A bug of multicore IO manager

Hi, As I said before, I started running HTTP server using Mio in the real world. Unfortunately, the daemon is not stable. After one day or so, the server cannot accept any HTTP requests. No error messages from the server. The server is alive. To terminate the server (running in a "screen" terminal), single Ctrl-c is not enough. Typing Ctrl-c again terminates the server. After several tests, I'm getting convinced that this occurs only when +RTS -N<x> is specified (where <x> >= 2). The server runs well if +RTS -N<x> is not specified. My question: if the program complied with GHC needs double Ctrl-c to terminate, what is the situation of the program? P.S. It seems to me that the server also is leaking space. The server is getting fatter gradually. --Kazu

Hi Kazu,
On Tue, Sep 3, 2013 at 2:52 PM, Kazu Yamamoto
Hi,
As I said before, I started running HTTP server using Mio in the real world. Unfortunately, the daemon is not stable.
After one day or so, the server cannot accept any HTTP requests. No error messages from the server.
The server is alive. To terminate the server (running in a "screen" terminal), single Ctrl-c is not enough.
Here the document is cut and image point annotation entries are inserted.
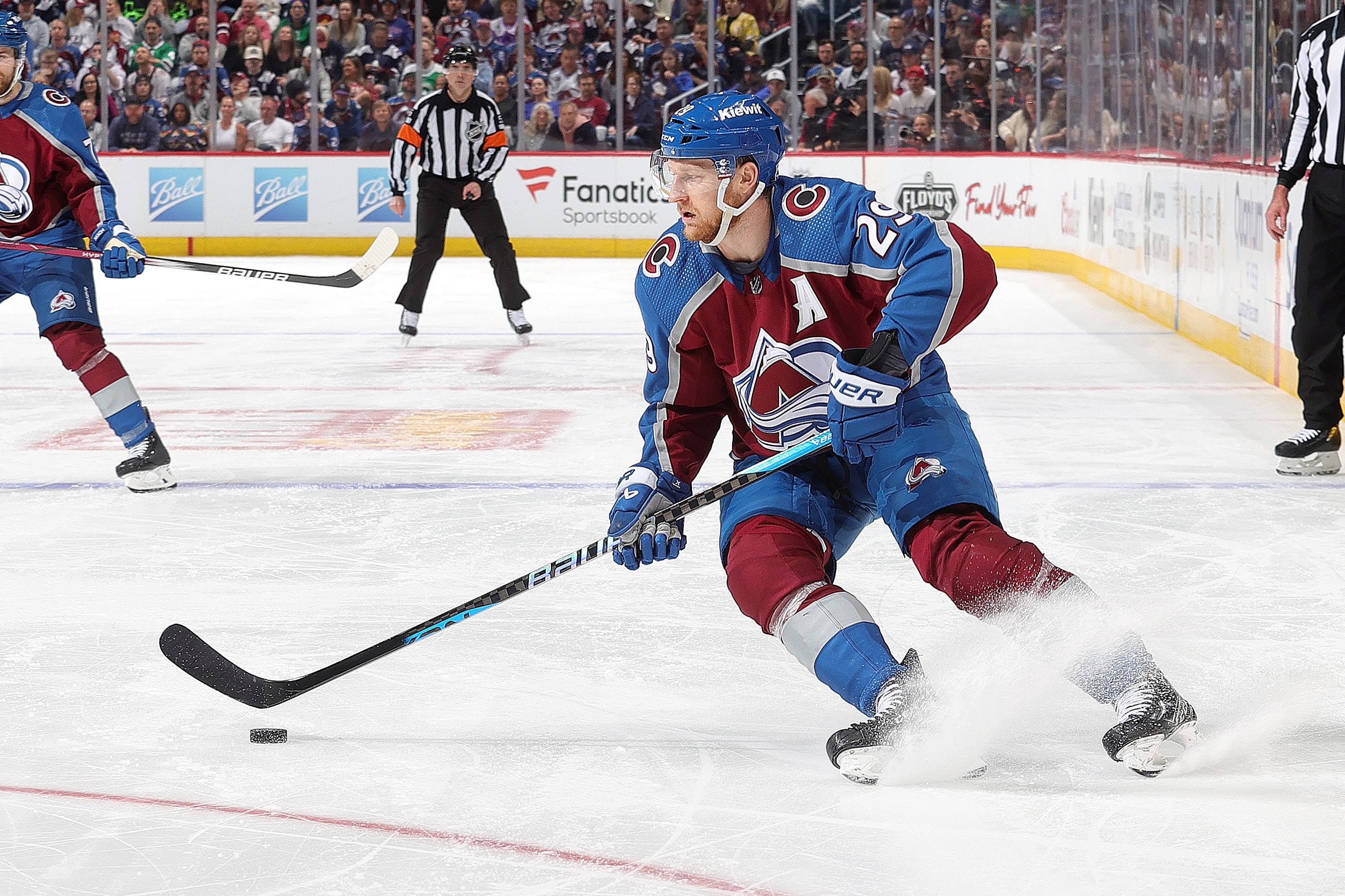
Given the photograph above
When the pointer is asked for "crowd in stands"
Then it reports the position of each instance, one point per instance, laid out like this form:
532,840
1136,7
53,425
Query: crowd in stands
368,66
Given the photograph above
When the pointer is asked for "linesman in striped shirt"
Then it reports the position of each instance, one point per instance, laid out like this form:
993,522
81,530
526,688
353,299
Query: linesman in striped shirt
460,143
1317,137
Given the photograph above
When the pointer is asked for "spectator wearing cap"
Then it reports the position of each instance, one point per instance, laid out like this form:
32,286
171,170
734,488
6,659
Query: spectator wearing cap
826,60
329,139
380,57
82,31
777,85
271,133
918,96
458,25
264,82
163,51
508,25
193,96
245,16
381,132
571,132
133,131
400,32
641,27
889,53
348,117
150,73
591,107
919,19
857,72
693,14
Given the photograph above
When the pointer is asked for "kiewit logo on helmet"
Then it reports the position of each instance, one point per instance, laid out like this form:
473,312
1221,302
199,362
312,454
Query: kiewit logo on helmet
742,109
923,469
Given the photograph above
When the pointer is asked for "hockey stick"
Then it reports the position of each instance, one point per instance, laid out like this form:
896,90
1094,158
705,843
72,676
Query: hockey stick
380,252
190,653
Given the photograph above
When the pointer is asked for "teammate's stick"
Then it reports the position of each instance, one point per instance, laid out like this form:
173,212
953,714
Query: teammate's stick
190,653
380,252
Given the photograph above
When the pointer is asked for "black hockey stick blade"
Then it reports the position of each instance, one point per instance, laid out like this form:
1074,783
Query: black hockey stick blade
378,252
188,652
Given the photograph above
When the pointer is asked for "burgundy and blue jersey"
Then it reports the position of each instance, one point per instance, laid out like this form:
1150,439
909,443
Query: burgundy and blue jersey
759,348
51,187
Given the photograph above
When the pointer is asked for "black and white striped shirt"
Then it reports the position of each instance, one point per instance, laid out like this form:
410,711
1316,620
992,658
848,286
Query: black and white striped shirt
1317,129
452,140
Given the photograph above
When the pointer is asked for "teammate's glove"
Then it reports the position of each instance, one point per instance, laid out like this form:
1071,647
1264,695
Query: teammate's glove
864,412
641,494
123,256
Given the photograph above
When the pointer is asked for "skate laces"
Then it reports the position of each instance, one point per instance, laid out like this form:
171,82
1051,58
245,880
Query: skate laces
1304,437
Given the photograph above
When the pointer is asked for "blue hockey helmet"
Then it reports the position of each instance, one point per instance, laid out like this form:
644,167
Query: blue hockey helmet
722,128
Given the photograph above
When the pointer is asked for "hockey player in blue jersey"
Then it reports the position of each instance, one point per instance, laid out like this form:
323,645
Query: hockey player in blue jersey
797,305
53,191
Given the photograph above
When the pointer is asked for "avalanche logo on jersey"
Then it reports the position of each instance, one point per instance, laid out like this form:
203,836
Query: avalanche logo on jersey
783,393
15,202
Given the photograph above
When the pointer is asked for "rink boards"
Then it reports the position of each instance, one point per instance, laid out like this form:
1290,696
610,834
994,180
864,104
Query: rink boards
1183,242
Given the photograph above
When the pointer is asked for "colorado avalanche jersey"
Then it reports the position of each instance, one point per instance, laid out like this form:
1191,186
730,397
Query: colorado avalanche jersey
759,348
51,187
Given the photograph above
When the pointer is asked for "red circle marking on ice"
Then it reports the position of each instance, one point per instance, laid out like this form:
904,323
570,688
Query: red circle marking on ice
410,831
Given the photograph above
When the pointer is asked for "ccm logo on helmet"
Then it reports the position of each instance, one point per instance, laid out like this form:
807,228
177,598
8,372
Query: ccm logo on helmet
662,256
742,109
806,201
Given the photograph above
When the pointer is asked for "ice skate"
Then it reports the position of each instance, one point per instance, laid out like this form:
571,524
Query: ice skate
520,323
1310,453
408,327
1153,727
147,468
864,750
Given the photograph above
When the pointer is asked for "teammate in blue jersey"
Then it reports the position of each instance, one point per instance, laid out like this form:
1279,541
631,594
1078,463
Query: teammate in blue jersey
797,305
53,191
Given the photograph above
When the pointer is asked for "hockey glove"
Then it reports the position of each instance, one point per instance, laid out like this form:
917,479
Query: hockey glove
123,256
864,413
641,494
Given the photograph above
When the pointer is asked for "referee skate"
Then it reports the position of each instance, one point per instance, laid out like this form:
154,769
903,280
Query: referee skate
838,532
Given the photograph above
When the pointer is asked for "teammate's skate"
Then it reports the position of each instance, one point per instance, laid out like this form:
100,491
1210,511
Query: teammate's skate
1310,453
147,468
408,327
520,323
865,749
1153,727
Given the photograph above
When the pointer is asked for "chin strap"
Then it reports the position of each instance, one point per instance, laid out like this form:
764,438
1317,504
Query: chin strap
730,212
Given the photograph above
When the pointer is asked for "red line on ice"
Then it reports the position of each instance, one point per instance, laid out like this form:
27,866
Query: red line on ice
410,831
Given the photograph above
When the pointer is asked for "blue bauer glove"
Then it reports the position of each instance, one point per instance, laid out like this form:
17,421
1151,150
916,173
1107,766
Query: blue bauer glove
123,256
641,494
864,412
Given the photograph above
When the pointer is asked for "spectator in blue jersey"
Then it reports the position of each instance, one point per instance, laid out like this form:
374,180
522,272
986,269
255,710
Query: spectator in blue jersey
133,131
329,139
348,117
400,32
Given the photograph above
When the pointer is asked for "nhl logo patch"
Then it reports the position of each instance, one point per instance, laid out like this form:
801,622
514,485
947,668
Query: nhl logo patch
923,469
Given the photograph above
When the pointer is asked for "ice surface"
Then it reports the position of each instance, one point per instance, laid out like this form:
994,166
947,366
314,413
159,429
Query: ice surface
634,725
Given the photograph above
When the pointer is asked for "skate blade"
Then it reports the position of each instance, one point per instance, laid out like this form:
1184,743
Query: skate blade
1149,757
158,480
865,766
1319,464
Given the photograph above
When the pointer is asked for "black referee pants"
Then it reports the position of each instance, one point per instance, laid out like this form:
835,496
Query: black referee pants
436,198
1320,298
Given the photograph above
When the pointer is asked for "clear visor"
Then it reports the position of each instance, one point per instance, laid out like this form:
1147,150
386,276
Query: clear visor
684,177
Typing Ctrl-c again terminates the server.
Could you run an strace on the process in this state so we can get an idea what it's doing?
After several tests, I'm getting convinced that this occurs only when +RTS -N<x> is specified (where <x> >= 2). The server runs well if +RTS -N<x> is not specified.
That indicates that the problem is with the threaded RTS and perhaps with the IO manager.
My question: if the program complied with GHC needs double Ctrl-c to terminate, what is the situation of the program?
If Ctrl+C generates an exception (does it?) there could be an overzealous exception catcher somewhere that catches all exceptions, including your Ctrl+C.
P.S.
It seems to me that the server also is leaking space. The server is getting fatter gradually.
Could you use the profiler to see what type of objects are leaking?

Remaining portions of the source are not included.